Définition dans McClintock & Strong
Protagoras d'Abdère
Protagoras
Protagoras (Πρωταγόρας), le premier de cette classe de philosophes grecs qui prirent le nom de Sophistes (q.v.), florissait au début du Ve siècle av. J.-C. Il était originaire d’Abdère, selon le témoignage convergent de Platon et de plusieurs autres écrivains (Proftag. p. 309, c; De Rtep. 10:p. 606, c; Héraclide du Pont ap. Diog. Laert. 9:55; Cicéron, De Nat. Deor. i, 23, etc.). Il ne semble pas y avoir de fondement pour la tradition selon laquelle il aurait été, dans sa jeunesse, occupé à un travail manuel, ni pour l’hypothèse qu’il fut disciple de Démocrite, avec lequel, au point de vue doctrinal, il n’avait absolument rien en commun. Protagoras dut être plus âgé que Démocrite, puisque l’on sait avec certitude que Protagoras était plus âgé que Socrate, qui naquit en 468 av. J.-C. (Platon, Protag. p. 317, c; 314, b; 361, e; comp.

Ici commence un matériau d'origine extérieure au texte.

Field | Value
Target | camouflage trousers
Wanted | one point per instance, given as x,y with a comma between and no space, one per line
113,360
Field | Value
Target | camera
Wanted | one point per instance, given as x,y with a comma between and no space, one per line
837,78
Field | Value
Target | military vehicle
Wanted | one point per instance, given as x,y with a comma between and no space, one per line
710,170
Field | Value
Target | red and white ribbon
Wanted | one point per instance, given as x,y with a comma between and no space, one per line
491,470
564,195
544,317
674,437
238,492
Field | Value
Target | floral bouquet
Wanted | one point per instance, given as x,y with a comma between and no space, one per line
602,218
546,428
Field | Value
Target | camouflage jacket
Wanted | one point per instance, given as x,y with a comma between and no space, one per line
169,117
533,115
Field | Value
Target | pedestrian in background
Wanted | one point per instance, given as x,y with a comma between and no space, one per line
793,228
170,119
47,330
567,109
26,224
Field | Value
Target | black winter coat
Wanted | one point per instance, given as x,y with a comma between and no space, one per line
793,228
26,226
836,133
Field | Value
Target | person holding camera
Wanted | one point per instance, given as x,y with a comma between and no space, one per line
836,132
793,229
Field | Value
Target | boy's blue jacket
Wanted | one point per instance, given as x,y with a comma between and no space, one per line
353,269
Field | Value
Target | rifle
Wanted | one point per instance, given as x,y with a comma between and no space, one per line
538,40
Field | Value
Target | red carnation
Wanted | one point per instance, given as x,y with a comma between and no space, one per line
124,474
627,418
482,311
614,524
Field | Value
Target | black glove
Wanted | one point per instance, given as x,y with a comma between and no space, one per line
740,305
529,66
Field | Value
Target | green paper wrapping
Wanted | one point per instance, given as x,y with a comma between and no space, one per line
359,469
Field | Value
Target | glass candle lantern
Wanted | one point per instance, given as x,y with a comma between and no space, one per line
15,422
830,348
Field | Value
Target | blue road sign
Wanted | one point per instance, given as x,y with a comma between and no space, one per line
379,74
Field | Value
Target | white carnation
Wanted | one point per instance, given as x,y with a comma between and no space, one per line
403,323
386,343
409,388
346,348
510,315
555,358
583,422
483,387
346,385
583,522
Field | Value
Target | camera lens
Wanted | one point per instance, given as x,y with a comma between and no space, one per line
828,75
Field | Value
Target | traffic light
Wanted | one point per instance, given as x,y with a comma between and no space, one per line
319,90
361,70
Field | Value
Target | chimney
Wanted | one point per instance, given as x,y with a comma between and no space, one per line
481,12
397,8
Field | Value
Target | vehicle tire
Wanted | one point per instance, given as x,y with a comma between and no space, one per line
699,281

Diog. Laert. 9:42, 56), et mourut avant lui à l’âge d’environ soixante-dix ans (Platon, Ménon, p. 91, e; comp. Théèt. p. 171, d; 164, e; Euthyd. p. 286, c), après avoir exercé l’art sophistique pendant quarante ans dans diverses cités grecques, surtout à Athènes. Frei place la mort de Protagoras en 411 av. J.-C., supposant que Pythodorus l’accusa d’enseigner l’athéisme pendant le gouvernement des Quatre-Cents (Quest. Protag. p. 64), et assigne par conséquent vers 480 av. J.-C. comme date de sa naissance.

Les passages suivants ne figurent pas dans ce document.